I am working through the survivability analysis shown here. My specific question is regarding the grid approximation method, implemented in the following R
code:
# function to get log-likelihood of the data for a given shape & scale pair
grid_function <- function(shape, scale) {
dweibull(data_tbl$fatigue_duration, shape = shape, scale = scale, log = T) %>%
sum()
}
# set up grid of possible shape, scale parameters
n <- 100
shape_grid <- seq(1, 3, length.out = n)
scale_grid <- seq(60, 130, length.out = n)
two_param_grid <- expand_grid(shape_grid, scale_grid)

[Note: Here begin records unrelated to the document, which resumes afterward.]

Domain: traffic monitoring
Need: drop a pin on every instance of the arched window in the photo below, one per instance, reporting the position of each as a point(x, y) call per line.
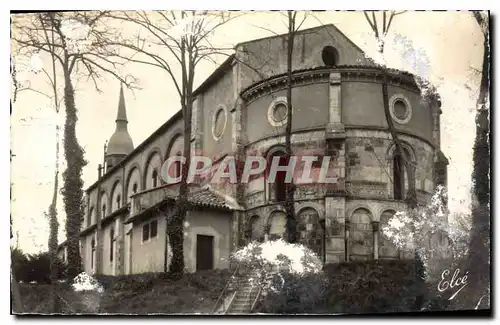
point(277, 225)
point(111, 244)
point(310, 230)
point(278, 188)
point(400, 174)
point(92, 256)
point(155, 178)
point(361, 236)
point(254, 228)
point(90, 220)
point(178, 167)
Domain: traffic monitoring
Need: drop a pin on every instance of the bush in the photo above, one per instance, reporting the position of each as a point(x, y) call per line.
point(374, 287)
point(298, 294)
point(28, 268)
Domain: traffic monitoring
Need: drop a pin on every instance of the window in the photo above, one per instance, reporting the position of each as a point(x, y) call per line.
point(178, 167)
point(400, 108)
point(399, 173)
point(398, 177)
point(279, 185)
point(90, 220)
point(330, 56)
point(155, 178)
point(277, 112)
point(150, 230)
point(111, 244)
point(92, 257)
point(145, 232)
point(219, 122)
point(153, 229)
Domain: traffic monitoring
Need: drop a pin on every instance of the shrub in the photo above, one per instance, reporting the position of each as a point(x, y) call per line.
point(28, 268)
point(374, 287)
point(298, 294)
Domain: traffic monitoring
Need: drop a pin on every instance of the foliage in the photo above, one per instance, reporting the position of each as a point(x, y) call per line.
point(290, 276)
point(379, 286)
point(297, 294)
point(426, 231)
point(28, 268)
point(84, 282)
point(135, 294)
point(278, 255)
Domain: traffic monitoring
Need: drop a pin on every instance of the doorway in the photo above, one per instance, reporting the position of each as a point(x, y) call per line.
point(204, 252)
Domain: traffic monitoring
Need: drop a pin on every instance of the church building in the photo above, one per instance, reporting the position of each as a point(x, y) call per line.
point(241, 110)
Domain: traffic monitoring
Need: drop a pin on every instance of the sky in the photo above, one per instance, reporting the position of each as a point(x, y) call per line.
point(445, 47)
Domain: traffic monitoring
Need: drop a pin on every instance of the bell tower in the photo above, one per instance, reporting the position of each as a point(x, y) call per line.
point(120, 144)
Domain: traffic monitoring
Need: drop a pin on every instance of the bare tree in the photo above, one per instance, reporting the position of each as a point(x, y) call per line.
point(185, 36)
point(291, 219)
point(380, 30)
point(479, 246)
point(87, 54)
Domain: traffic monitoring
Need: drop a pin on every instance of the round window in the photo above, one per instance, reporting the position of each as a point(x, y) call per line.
point(330, 55)
point(219, 123)
point(278, 112)
point(400, 109)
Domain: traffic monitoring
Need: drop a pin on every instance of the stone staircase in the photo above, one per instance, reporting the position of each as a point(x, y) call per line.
point(247, 292)
point(242, 292)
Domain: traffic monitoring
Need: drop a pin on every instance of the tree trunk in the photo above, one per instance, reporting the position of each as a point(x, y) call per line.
point(479, 246)
point(175, 227)
point(73, 183)
point(291, 222)
point(53, 223)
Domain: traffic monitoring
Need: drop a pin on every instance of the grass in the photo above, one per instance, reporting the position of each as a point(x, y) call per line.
point(136, 294)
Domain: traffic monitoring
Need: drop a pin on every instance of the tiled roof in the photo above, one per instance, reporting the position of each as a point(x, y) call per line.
point(206, 197)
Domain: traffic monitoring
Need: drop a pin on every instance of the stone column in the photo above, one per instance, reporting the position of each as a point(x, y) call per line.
point(347, 232)
point(197, 132)
point(120, 243)
point(98, 235)
point(335, 195)
point(267, 228)
point(375, 226)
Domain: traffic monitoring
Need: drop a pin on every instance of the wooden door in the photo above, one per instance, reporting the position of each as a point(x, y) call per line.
point(204, 252)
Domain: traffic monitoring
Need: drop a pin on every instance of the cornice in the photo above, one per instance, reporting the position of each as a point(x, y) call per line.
point(321, 75)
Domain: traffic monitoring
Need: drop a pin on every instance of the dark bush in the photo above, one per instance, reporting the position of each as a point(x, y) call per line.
point(35, 267)
point(375, 287)
point(295, 294)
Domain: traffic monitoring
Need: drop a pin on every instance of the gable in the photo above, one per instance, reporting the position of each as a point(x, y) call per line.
point(262, 58)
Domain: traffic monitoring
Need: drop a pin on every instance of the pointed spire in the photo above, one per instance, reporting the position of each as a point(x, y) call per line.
point(122, 112)
point(120, 142)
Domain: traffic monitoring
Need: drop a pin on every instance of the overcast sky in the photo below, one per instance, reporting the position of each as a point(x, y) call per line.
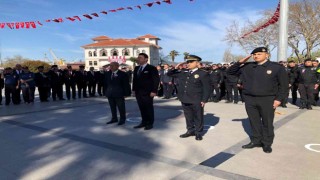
point(196, 27)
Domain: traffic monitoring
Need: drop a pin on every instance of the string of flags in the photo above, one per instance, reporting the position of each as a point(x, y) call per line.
point(33, 24)
point(271, 21)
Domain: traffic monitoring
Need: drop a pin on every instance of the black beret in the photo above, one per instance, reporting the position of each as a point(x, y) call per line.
point(260, 49)
point(193, 58)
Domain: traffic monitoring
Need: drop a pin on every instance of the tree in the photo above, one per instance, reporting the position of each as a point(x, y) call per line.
point(304, 23)
point(173, 54)
point(185, 54)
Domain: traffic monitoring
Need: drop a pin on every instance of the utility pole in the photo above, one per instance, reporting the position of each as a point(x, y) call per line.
point(283, 30)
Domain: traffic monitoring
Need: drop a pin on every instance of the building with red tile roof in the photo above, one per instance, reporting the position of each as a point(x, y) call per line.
point(105, 50)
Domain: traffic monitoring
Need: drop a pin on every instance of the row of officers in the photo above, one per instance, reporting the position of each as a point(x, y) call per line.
point(50, 84)
point(302, 78)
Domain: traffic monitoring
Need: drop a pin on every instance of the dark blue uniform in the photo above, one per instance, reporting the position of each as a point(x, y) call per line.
point(194, 88)
point(262, 84)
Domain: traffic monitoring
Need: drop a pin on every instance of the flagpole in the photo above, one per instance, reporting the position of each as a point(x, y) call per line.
point(283, 30)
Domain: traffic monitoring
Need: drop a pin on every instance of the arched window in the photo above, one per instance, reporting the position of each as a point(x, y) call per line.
point(114, 52)
point(125, 52)
point(103, 52)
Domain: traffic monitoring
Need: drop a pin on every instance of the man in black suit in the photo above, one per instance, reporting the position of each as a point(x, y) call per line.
point(117, 87)
point(194, 91)
point(145, 86)
point(167, 82)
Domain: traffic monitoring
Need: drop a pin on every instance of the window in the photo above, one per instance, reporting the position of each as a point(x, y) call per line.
point(114, 52)
point(103, 52)
point(125, 52)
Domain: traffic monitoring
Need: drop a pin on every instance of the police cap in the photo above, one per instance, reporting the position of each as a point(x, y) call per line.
point(193, 58)
point(260, 49)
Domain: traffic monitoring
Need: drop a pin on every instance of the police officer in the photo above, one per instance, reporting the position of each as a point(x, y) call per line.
point(265, 85)
point(11, 86)
point(194, 91)
point(308, 79)
point(216, 81)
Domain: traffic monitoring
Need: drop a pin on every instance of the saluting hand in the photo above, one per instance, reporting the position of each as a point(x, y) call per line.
point(245, 59)
point(276, 103)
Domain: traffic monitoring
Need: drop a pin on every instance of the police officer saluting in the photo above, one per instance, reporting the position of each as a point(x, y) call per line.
point(265, 85)
point(194, 91)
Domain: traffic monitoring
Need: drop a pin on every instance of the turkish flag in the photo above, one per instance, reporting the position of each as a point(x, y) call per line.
point(95, 14)
point(87, 16)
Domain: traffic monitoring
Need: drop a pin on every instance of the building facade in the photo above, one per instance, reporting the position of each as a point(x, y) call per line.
point(105, 50)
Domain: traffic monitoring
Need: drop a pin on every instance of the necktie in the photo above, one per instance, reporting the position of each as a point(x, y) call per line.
point(140, 70)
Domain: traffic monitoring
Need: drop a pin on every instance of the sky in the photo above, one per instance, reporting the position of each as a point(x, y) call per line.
point(196, 27)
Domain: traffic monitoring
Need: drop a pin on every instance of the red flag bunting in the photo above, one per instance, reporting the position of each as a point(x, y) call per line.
point(17, 25)
point(77, 17)
point(87, 16)
point(27, 25)
point(33, 25)
point(95, 14)
point(22, 24)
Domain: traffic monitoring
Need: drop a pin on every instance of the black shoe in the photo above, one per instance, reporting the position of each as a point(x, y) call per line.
point(251, 145)
point(148, 127)
point(121, 123)
point(112, 121)
point(139, 126)
point(267, 149)
point(187, 134)
point(198, 137)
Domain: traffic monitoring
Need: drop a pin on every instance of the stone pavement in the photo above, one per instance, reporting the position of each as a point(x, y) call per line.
point(70, 140)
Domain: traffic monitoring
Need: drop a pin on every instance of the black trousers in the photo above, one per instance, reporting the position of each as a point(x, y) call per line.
point(167, 90)
point(306, 94)
point(194, 117)
point(261, 115)
point(82, 89)
point(28, 94)
point(92, 88)
point(100, 89)
point(71, 87)
point(120, 104)
point(43, 93)
point(10, 94)
point(216, 92)
point(233, 92)
point(145, 103)
point(57, 90)
point(294, 89)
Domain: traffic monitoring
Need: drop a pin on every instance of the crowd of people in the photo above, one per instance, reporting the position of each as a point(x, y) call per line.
point(303, 78)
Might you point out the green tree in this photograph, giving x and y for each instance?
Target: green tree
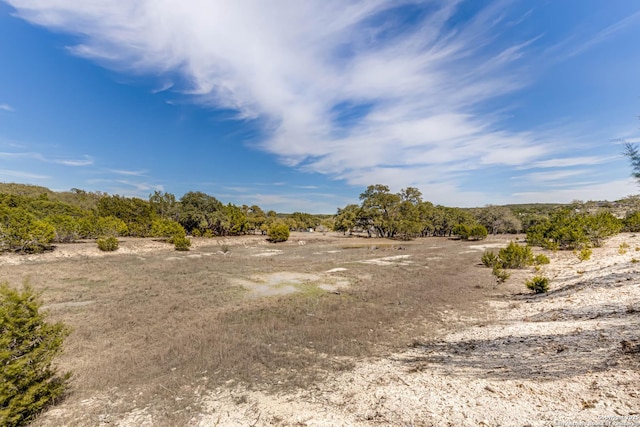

# map the grid_function over all candidate parameter pairs
# multiply LL by prior and convert to probability
full_tbl <- two_param_grid %>%
mutate(log_likelihood = map2(shape_grid, scale_grid, grid_function)) %>%
unnest() %>%
mutate(
shape_prior = 1,
scale_prior = 1
) %>%
mutate(product = log_likelihood + shape_prior + scale_prior) %>%
mutate(probability = exp(product - max(product)))
I don't understand the last two lines creating the product and probability values in the table.
- Why are we adding the shape/scale prior to the PDF value?
- Why do we use
product - max(product)
in the probability calculation?
My understanding is that we use the log values to avoid datatype precision errors, but it's not clear to me why we don't just take the PDF log-likelihood values directly and instead use these operations. Does this approach change if we use different priors (e.g., non-flat priors)?